Wednesday, May 14, 2008
When I was a little girl, early in the summer, my Nanny and I would have this early morning ritual. I was up early with the sun, being very small, and would go out creeping through the garden looking for newly ripe strawberries. I was always hoping to gobble them up before anyone caught me. As soon as I would gather up my red, glistening loot, Nanny (my mother's mother) would lean out of her second floor apartment window and call my name in her lilting voice. "Bring them up here at once," she would say, "and I will pour on the cream and sugar." Although I always secretly wanted to keep my collected berries and gobbled them down unwashed - the thoughts of the additional heavy cream and sugar - would have me scrambling up her stairs. She got what she needed - some young person to gather the crops my Grandfather had planted - and I got what I wanted - more sugar and cream. It was our daily, early morning ritual and we acted it out faithfully.
Now, I would like to suggest that each of us could have kept what we had for ourselves. She could have used her authority as my grandmother, rightly punished me for taking the strawberries without permission, and kept them for her enjoyment alone. Or, I could have been the willful child that I was and stuff them all in my mouth at once, letting juice run down my face, savoring the spoils of victory. Instead we both agreed to a dramatic, symbolic competition which resulted in a joyous celebration for us both. Every morning she watched as I picked, waiting to call my name at just the right moment. And I, picked and gathered the dewy berries, anticipating the delight of cold cream and sweet, sweet sugar.
Much of life calls us into competition over commodities and prizes.
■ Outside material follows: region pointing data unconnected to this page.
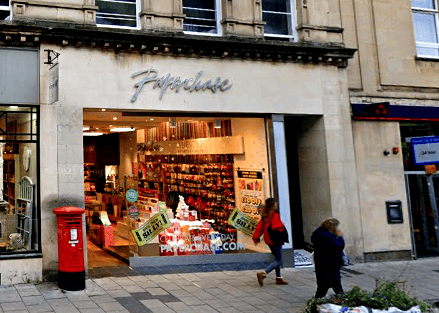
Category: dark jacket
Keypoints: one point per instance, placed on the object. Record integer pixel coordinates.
(328, 249)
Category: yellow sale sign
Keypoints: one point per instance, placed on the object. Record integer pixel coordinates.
(154, 226)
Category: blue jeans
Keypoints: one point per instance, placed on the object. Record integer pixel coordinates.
(277, 252)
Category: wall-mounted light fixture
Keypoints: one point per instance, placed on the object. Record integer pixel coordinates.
(173, 123)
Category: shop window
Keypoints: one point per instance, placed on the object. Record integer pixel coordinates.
(196, 170)
(279, 16)
(117, 13)
(425, 18)
(19, 209)
(415, 129)
(5, 10)
(202, 16)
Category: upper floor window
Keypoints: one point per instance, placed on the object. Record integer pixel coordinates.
(425, 17)
(279, 16)
(5, 10)
(117, 13)
(202, 16)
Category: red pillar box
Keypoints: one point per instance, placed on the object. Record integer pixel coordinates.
(71, 267)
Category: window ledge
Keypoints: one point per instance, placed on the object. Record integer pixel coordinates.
(14, 256)
(432, 59)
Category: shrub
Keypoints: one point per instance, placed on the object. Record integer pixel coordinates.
(385, 295)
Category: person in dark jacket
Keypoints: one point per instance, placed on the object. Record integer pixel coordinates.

Whether the best jobs, the best parking spot, the bragging rights or the White House -we are all inclined to compete and keep the spoils for ourselves and use our authority to take away what others have labored for. I would like to believe that the kingdom of God is more like my Nanny and me than the competitive world we live in. I would like to believe that God is hoping that we will find in one another a way to compromise for the betterment of all. I truly think that God's desire is for those who pick the fruit to be fed by those who oversee the labor.
The Church has become, in recent days, a political battleground for supremacy of theology, political correctness, and right actions. Although we claim, as Episcopalians, to be liturgical people, embedded in the living drama of the Eucharist, we fail regularly to find the a way to live in the dramatic tension which, in relationship and sharing with others, leads to a joyous celebration for all. If each of us holds on to a hope for single victory, either as an individual or a cause, we take away the sweet shared meal that God has prepared. I don't think we can come to the table alone and victorious. The meal was set forth in radical compromise and the loss of life. So too, should we be willing to share the spoils, the gathered fruits, the unearned grace, the sweet cream of others' labors, so that God's love might be made real and tangible. We can all enjoy the drama of competition, but God asks us to know that the competition is a game with no winners. We are victors only in our willingness to share, our ability to offer the gifts we have, the joy of relationships across the ages - these are where God's love and true victory is known.